Need a little hors-d’oeuvre?
The PG&E crisis in California gives us a good one. It shows us that most people live paycheck to paycheck. Their capability to absorb shocks is wafer-thin. Their lives would instantly go up in flames the moment something bad happened. A one-week power shutoff causes small businesses to lose one-fourth of their monthly revenues. This often equates to a death sentence.
Those small businesses support a lot of jobs. Those are gone in an instant. All too often, they wipe out a significant part of family income. And that’s true for vast swathes of any population. Businesses will shut. Jobs will be lost. Wealth will evaporate and social services will buckle under the stress and eventually fail.
The strain on the economy would be deadly. This means that our current way of life will disappear at a rapid clip. All the social and governmental structures we have built up would be overwhelmed and shutter up. This will leave people to fend for themselves. The last step towards anarchy.
It would be like the late Middle Ages complete with diseases, insecurity, and mortality that those times featured. Wanna cook some food? Fetch the firewood first. Wanna take a bath or dress? Wanna stay up after dark? All things that need major efforts now.

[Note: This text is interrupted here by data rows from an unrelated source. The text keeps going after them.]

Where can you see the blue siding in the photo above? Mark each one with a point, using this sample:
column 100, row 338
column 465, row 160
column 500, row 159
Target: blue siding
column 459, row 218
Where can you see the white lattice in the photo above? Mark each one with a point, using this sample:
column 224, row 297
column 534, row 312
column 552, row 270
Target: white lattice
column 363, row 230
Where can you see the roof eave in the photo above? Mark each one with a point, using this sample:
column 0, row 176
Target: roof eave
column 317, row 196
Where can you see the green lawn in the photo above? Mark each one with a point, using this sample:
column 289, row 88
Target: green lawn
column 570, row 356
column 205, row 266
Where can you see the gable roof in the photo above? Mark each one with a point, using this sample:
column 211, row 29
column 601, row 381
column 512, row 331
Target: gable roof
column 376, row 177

The elites won’t have to worry about that of course. They will live their perfect lives courtesy of renewable energy. They can pay for this expensive treat. And the buffering systems that make sure that electricity is not only available when the wind blows or the sun shines.
But most people won’t be able to. They will be reduced to living as serfs like it was hundreds of years ago.

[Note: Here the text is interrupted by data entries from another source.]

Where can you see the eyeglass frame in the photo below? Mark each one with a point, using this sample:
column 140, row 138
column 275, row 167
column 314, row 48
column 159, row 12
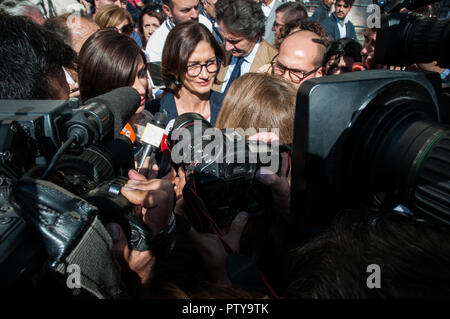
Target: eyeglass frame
column 152, row 7
column 130, row 28
column 201, row 67
column 300, row 79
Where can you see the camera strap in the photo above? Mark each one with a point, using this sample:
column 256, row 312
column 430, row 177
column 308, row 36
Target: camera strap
column 92, row 259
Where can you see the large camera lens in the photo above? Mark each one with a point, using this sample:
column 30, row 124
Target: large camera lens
column 380, row 144
column 398, row 149
column 408, row 38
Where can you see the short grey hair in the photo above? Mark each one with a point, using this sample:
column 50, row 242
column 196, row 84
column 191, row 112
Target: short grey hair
column 18, row 8
column 244, row 17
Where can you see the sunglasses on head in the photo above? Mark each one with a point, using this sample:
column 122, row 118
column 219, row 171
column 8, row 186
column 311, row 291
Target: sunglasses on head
column 128, row 28
column 153, row 7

Today’s food production is completely mechanized. None of it would work without fossil fuels. But without it, there won’t be enough to eat for everyone which would result in horrific famines. Remember those pictures from Ethiopia some decades ago? This would be far worse. Expect cannibalism in some pockets and the slaughtering of zoo animals.
Drinking water depends on pumps doing their work. But the energy for those pumps is scarce now and it’s unreliable. As soon as reservoirs run empty, it’s back to the bucket. People with water wells would have to remove electric pumps and install handpumps.
The sewers won’t work anymore. Gravity-fed sewage systems will clog. Fecal matter will come back into our daily lives and spread disease. It will join the garbage that will pile up in the street as collection depends on fossil fuels to work.
The smug will say they have solar panels but don’t rejoice too early. Chances are that they are grid-tied which means they won’t work for you anymore. No grid, no solar energy, and there is no more backup capacity on the grid.
But that won’t stop those who have no solar installations to go after those that have. They won’t listen to your pleas that they don’t work anyhow.
Civilization as we know it will end. There will be no silver lining. It will be back to the strong feeding on the weak. It will be back to dirt and pestilence.
Those who can will try to escape the cities. The cities will die and the rest of the world will adapt.
Did you see the Mad Max movies? If you like them as I did, you won’t need to watch a movie anymore. You will live Mad Max every day for the rest of your shorter life.
You will say that I am overdoing it. You will say that there is no way it will be getting this bad.
Think again.
Look at Venezuela. Watch how a once-thriving country was reduced to people eating from a garbage collection truck because they were starving. But that’s different you will say. They have fossil fuels so it’s something different.
And it’s true. What happens to Venezuela today is a stale taste of what would hit us without fossil fuels.
We will be farmers and foragers again. Most of those who survive will. A tiny elite will live the big life but think again. How big can you be when everyone is so very small now?